To think in that way is to lead and not follow. It is to lead in a new direction, to a new place. Not to bemoan how the world celebrates Christmas, for if anything, we should celebrate even more! But to show the world there’s more, there’s better. That’s Jesus’ birth means a new birth for us. That’s Jesus’ life means a new life for us. And that Jesus’ death and resurrection means a resurrection for us after we too die. And so Christmas really is not just an end, but a beginning.
And then maybe, just maybe, we can tell the world:
You can have this.
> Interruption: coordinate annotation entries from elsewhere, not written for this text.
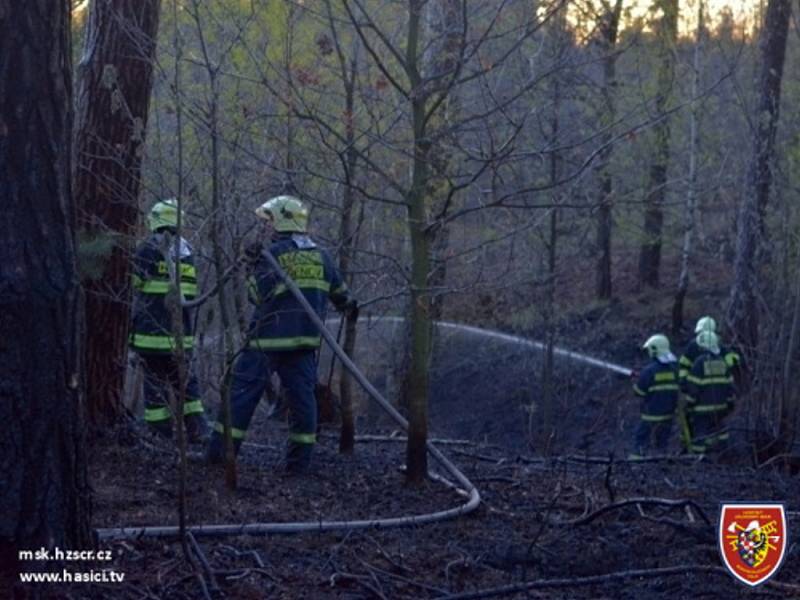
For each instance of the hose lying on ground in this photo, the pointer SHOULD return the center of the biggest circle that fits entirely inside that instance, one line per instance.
(474, 499)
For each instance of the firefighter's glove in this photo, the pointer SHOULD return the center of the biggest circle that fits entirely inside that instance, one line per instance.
(351, 309)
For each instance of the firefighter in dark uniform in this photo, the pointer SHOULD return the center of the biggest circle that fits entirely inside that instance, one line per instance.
(281, 337)
(709, 394)
(658, 387)
(152, 336)
(693, 349)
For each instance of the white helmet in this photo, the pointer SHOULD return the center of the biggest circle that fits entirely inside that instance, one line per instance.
(657, 346)
(705, 324)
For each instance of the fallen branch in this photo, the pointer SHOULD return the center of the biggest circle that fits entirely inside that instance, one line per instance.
(203, 561)
(635, 501)
(591, 580)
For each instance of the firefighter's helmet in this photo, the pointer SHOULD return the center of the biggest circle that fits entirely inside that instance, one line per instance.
(163, 214)
(708, 340)
(705, 324)
(287, 214)
(657, 346)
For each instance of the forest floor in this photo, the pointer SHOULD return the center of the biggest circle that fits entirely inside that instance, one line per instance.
(582, 523)
(559, 525)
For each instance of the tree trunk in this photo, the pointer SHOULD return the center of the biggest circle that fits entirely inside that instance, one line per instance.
(609, 29)
(416, 450)
(691, 194)
(44, 493)
(742, 313)
(113, 97)
(650, 251)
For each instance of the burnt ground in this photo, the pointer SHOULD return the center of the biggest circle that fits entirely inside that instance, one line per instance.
(560, 524)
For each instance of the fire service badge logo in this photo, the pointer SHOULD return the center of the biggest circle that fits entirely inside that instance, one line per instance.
(752, 540)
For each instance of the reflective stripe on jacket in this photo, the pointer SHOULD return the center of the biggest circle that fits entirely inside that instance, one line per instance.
(279, 322)
(658, 387)
(152, 329)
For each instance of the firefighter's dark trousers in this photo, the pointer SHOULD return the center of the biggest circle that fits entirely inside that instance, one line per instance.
(297, 370)
(653, 433)
(709, 431)
(161, 378)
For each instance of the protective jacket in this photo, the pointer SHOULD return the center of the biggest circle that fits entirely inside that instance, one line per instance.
(658, 386)
(693, 351)
(152, 330)
(279, 322)
(709, 384)
(709, 394)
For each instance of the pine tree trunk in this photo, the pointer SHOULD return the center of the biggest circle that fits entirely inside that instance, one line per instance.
(418, 379)
(650, 251)
(609, 29)
(691, 194)
(115, 79)
(43, 494)
(742, 308)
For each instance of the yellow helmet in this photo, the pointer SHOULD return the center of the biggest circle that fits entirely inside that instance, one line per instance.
(705, 324)
(657, 345)
(708, 340)
(287, 214)
(163, 214)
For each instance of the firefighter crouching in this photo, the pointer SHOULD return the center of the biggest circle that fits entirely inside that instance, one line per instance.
(281, 337)
(709, 394)
(657, 385)
(152, 336)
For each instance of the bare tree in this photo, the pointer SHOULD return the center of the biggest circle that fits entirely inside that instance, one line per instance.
(694, 152)
(607, 41)
(650, 251)
(43, 498)
(742, 314)
(115, 79)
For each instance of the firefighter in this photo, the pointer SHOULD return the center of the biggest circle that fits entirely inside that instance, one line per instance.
(709, 394)
(693, 350)
(281, 337)
(152, 336)
(657, 385)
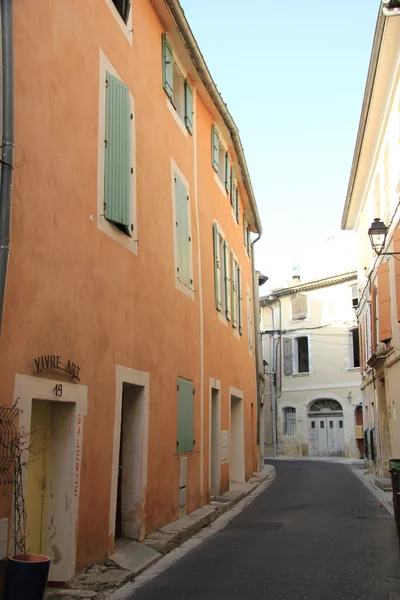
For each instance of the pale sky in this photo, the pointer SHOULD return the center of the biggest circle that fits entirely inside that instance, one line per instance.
(293, 76)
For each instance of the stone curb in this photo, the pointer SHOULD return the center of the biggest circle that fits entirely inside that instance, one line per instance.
(138, 557)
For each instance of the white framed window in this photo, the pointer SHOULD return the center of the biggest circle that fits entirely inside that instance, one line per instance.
(289, 421)
(116, 180)
(122, 11)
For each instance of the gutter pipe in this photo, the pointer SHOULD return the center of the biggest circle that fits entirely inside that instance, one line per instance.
(205, 75)
(7, 149)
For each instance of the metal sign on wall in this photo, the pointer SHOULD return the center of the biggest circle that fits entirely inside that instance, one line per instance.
(54, 362)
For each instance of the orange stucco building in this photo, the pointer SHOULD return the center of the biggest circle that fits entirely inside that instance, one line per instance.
(127, 333)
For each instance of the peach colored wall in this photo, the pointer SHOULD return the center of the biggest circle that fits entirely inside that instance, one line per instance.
(74, 291)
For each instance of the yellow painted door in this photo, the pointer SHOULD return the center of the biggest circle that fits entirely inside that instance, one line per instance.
(37, 480)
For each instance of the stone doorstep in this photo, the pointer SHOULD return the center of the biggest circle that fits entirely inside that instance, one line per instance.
(132, 558)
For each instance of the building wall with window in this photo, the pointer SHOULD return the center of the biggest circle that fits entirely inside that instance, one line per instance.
(113, 269)
(373, 193)
(310, 344)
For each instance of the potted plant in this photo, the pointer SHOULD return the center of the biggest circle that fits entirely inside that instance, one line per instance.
(26, 573)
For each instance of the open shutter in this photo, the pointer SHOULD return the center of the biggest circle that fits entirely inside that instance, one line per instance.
(188, 107)
(233, 187)
(185, 441)
(240, 301)
(227, 282)
(215, 148)
(385, 324)
(227, 173)
(217, 269)
(396, 248)
(288, 355)
(117, 168)
(234, 290)
(168, 67)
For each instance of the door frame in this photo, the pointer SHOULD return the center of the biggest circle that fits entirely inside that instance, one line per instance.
(26, 389)
(140, 379)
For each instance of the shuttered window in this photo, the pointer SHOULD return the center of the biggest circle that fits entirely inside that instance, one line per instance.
(117, 169)
(299, 307)
(185, 441)
(234, 277)
(183, 237)
(385, 324)
(240, 300)
(288, 356)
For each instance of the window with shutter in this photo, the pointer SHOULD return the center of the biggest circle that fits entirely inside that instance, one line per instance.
(185, 441)
(385, 324)
(183, 237)
(117, 167)
(288, 356)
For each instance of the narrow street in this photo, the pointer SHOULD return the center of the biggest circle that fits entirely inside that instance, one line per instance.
(316, 533)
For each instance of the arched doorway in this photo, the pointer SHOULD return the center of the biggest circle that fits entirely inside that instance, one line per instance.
(326, 428)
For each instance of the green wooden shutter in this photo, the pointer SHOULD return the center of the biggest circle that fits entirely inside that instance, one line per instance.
(185, 441)
(227, 282)
(188, 107)
(117, 167)
(214, 148)
(234, 290)
(233, 187)
(240, 301)
(168, 67)
(227, 173)
(182, 231)
(217, 269)
(288, 355)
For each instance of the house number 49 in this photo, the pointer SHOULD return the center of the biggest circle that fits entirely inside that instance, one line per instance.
(58, 390)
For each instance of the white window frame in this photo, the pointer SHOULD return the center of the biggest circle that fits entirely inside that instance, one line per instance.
(130, 243)
(189, 292)
(126, 28)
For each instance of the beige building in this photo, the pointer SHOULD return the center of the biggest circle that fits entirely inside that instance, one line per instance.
(373, 193)
(311, 358)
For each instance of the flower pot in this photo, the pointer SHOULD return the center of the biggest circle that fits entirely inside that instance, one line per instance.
(26, 577)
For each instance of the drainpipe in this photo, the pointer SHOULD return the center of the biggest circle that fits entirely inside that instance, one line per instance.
(7, 150)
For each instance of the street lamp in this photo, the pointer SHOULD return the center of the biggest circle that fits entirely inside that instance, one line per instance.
(377, 236)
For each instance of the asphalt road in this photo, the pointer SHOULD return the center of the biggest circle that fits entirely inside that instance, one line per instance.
(317, 533)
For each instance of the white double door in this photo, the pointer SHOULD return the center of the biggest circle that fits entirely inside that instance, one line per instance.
(326, 435)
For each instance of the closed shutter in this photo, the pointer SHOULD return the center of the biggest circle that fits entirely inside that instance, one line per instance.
(168, 67)
(215, 148)
(182, 231)
(288, 355)
(396, 248)
(227, 173)
(373, 317)
(234, 290)
(240, 301)
(185, 441)
(227, 282)
(188, 107)
(217, 269)
(233, 187)
(117, 168)
(385, 324)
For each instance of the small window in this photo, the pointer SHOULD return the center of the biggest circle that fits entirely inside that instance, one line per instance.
(301, 354)
(299, 307)
(289, 421)
(123, 7)
(354, 296)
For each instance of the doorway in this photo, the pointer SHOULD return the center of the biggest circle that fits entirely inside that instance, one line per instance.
(237, 470)
(129, 518)
(215, 452)
(326, 428)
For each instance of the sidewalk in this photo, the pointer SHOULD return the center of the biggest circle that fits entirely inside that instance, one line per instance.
(132, 558)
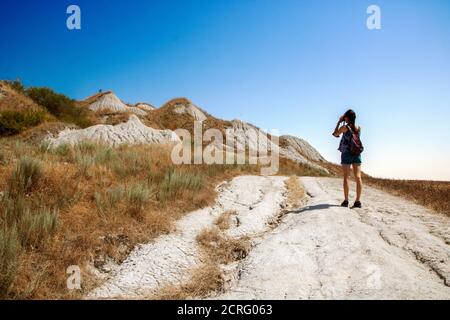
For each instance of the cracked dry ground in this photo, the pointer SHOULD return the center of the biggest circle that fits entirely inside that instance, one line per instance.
(390, 249)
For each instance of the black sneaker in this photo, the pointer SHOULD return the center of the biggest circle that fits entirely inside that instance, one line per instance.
(357, 204)
(344, 204)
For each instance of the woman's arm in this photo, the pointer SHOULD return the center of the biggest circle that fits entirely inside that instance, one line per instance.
(339, 129)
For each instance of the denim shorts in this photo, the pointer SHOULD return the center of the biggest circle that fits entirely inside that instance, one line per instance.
(347, 159)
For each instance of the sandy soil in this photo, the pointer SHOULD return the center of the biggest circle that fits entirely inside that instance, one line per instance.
(391, 248)
(169, 259)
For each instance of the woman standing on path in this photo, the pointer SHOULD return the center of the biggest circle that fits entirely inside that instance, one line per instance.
(347, 127)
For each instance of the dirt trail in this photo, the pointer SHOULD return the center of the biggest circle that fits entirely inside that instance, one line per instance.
(391, 248)
(170, 258)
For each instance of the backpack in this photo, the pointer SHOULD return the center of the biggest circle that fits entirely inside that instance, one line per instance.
(355, 146)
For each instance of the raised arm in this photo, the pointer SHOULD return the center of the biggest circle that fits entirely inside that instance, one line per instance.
(339, 129)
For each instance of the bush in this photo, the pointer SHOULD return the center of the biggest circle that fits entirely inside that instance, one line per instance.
(134, 199)
(36, 228)
(14, 122)
(175, 181)
(33, 227)
(10, 251)
(59, 105)
(25, 176)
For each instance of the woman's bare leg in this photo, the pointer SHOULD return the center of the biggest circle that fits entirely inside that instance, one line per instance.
(358, 178)
(346, 172)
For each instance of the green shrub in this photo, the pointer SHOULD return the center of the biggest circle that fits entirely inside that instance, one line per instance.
(10, 250)
(134, 198)
(14, 122)
(176, 181)
(59, 105)
(139, 194)
(110, 199)
(25, 176)
(36, 228)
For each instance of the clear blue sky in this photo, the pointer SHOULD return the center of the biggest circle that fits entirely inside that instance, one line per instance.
(288, 65)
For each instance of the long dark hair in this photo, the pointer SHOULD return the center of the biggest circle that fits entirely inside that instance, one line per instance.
(351, 116)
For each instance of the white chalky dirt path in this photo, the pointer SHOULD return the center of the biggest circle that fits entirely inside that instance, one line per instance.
(391, 248)
(170, 258)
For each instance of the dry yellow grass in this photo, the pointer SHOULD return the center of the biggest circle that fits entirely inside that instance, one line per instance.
(108, 200)
(295, 192)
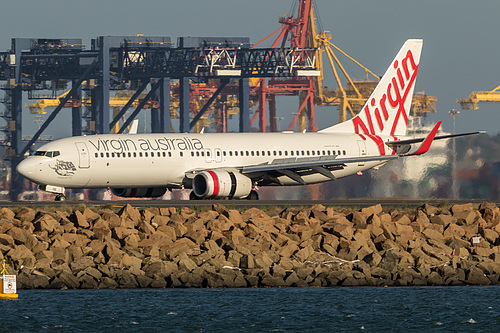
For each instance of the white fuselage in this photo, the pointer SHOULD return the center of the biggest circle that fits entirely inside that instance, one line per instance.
(150, 160)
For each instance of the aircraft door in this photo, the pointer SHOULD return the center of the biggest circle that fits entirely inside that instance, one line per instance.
(218, 155)
(362, 151)
(83, 155)
(208, 155)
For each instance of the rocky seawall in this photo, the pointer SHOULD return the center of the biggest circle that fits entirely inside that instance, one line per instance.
(316, 246)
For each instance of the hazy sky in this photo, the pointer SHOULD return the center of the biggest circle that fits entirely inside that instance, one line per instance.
(461, 42)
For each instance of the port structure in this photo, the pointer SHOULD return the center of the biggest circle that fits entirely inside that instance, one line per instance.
(470, 103)
(123, 62)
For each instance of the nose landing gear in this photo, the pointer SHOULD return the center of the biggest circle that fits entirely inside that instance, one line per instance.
(60, 191)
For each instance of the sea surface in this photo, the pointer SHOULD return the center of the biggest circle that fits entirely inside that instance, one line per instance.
(406, 309)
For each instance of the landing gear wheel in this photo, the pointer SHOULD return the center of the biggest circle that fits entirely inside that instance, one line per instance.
(253, 195)
(60, 197)
(193, 196)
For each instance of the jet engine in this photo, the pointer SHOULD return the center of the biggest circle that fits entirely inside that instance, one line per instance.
(221, 184)
(140, 192)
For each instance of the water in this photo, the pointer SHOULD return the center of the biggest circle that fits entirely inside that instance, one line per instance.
(442, 309)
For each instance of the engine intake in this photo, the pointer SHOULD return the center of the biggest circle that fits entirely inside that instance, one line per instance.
(140, 192)
(221, 184)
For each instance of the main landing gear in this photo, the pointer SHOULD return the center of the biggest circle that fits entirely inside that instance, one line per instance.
(252, 196)
(60, 197)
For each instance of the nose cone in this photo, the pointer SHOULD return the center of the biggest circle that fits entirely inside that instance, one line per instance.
(27, 168)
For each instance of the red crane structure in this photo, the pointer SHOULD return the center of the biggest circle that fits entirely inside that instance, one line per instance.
(294, 30)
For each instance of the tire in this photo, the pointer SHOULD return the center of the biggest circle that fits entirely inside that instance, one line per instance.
(253, 195)
(193, 196)
(60, 197)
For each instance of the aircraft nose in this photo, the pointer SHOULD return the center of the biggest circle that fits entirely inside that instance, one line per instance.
(27, 168)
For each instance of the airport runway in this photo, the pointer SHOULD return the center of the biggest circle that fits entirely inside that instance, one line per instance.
(349, 203)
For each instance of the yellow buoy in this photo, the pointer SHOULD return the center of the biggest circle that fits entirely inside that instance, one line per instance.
(8, 286)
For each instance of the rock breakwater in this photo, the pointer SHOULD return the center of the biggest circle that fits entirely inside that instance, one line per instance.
(316, 246)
And the world say: Yes, we want to have that.
You can do this. And the world say: Yes, we want to do that.
You can be this. And the world say: Yes, we want to be that.
And if we are asked, like Jerusalem asked that day, Who is this? We can tell them: This is the Saviour, Jesus. Who has come, is coming, and will come again. For you.
In the Name of the Father, and of the (+) Son, and of the Holy Spirit. Amen.
[Thanks to Rev. William Weedon for the direction and some of the thoughts in this sermon.]